IGNACIO CAMACHO-ABC
- La Justicia no podía cruzarse de brazos ante el designio autocrático de deslegitimar su condición de poder del Estado
El lío de la amnistía no ha hecho más que empezar. Y va para largo. Era obvio que la Justicia no se iba a quedar cruzada de brazos ante la desautorización completa no ya de sus sentencias sino de su función como uno de los poderes (independientes, en teoría) del Estado. El Gobierno es consciente de que el desenlace, es decir, la aplicación de la ley, ya no está en sus manos, aunque esté quemando al fiscal general en el grosero intento de doblegar a sus subordinados. Es más, en pleno proceso de investidura catalana, a Sánchez incluso le puede convenir que el debate jurídico impida o desaconseje a Puigdemont presentarse como candidato. Podrá alegar que es cosa de esos jueces fachas y que él ha cumplido su parte del pacto. En esto último no le faltará razón: ha humillado las instituciones y convertido la Constitución en papel mojado al abolir de facto el principio de igualdad entre los ciudadanos. Buen trabajo. Si los separatistas no se lo reconocen es porque definitivamente son unos ingratos.

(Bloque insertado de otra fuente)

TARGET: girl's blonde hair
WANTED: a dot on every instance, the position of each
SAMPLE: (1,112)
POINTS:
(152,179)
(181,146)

Tras la publicación de la norma, dilatada por otra de esas anomalías propias del sanchismo, la batalla legal –y campal– ha tomado cuerpo. Llevará tiempo. El poder judicial no está luchando para derribar al presidente sino para salvaguardar su fuero. En el pulso está en juego la supremacía del Derecho, puesta del revés por un proyecto legislativo que ha revocado un veredicto del Supremo y ha colocado al Congreso al servicio privado de una cuerda de reos, y que además, para mayor ignominia, ha sido redactado por éstos en colaboración con mediadores extranjeros. Esperan meses, quizá años, de forcejeos leguleyos hasta que la Corte de la Unión Europea fije criterio. Muchos de los encausados por el ‘procès’ quedarán exonerados de manera automática pero la cuestión clave, centrada en los delitos de malversación y terrorismo, afecta a la cúpula independentista que ha promovido la ley en su beneficio como parte de un abierto chantaje político: inmunidad a cambio de respaldo al Ejecutivo.
En el cuestionamiento de los límites técnicos de esa transacción infame no existe ningún conflicto de soberanía ni menos un choque de legitimidades. Se trata sólo de evitar –hasta donde sea posible– el desmontaje de las bases constitucionales, enviadas al desguace para satisfacer los intereses particulares de unos dirigentes condenados por flagrantes ilícitos penales. De restablecer un mínimo de hegemonía jurídica en medio de una sucia operación de trueques oportunistas. Los tribunales no deben disciplina al Gobierno ni al Parlamento, como sostiene la trompetería oficialista: tienen la obligación categórica de aplicar el ordenamiento con plena potestad jurisdiccional frente a cualquier intervención invasiva. Y sólo en la medida en que resistan las amenazas contra el ejercicio de su autonomía podrán los españoles conservar una cierta, relativa fe en la justicia.